While Andrews Jr did not show signs of his illicit wealth through “flash cars or expensive designer clothes”, police thought he was funnelling his drug cash into building a new home on secluded land.
When officers raided the unfinished property, they found a £60,000 kitchen and lavish furnishings which suggested a level of wealth that the covert officer who arrested him said an “average working person wouldn’t have been able to afford”.

Andrews Jr admitted to two charges – one of conspiracy to supply cocaine and heroin and the second to actually supplying those drugs – at the start of 2024.
But due to a number of linked cases, it took almost two years for him to be sentenced.
Earlier this month, Andrews Jr was sentenced to 14 years and eight months by a judge at Newport Crown Court – half of which will be served in prison and the other half on licence.

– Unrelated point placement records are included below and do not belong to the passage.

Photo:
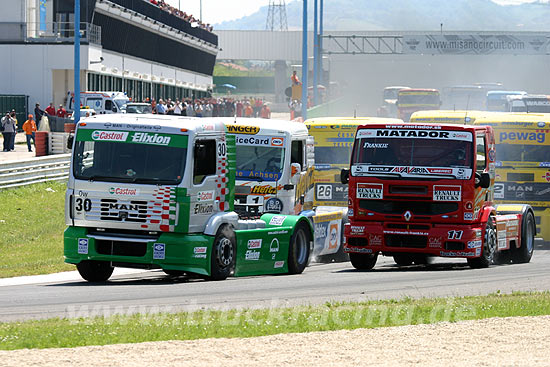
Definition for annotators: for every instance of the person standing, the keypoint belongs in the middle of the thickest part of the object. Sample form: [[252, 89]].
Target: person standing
[[8, 125], [38, 112], [61, 112], [29, 127], [50, 110]]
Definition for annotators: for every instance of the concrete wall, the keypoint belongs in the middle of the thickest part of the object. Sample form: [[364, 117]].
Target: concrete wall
[[362, 78]]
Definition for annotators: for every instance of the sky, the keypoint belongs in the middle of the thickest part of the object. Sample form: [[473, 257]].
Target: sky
[[217, 11]]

Samuel Takahashi, described by police as a “significant member” of Andrews Jr’s organised crime group, was sentenced to eight years.
The 34-year-old from Newport had also had been caught on police cameras during the nine months of surveillance exchanging drugs with Andrews Jr, sometimes at “the clearing”.
Judge Carl Harrison told Andrews Jr at his sentencing that dealing drugs “fuels misery” and that he should be “ashamed” of involving his own mother in his “criminal enterprise”. At a trial earlier this year, she had been given a suspended sentence for paying one of her son’s couriers.

After tracking Andrews Jr, police identified one of his suppliers from the north-west of England.
Nathan Jones from Bolton, in Greater Manchester, was given an 18 year sentence after the 32-year-old was found selling more than £1m worth of cocaine to Andrews Jr’s gang.
Jones had paid Rahail Mehrban, who is also from Bolton, £2,000 to courier half-a-million pounds worth of cocaine from Manchester to Newport. The 32-year-old was sentenced to 10 years and nine months.
“I hope this sends a strong message to anybody that drug crime has no place in our communities and there will be consequences,” added Det Ch Supt Tuck.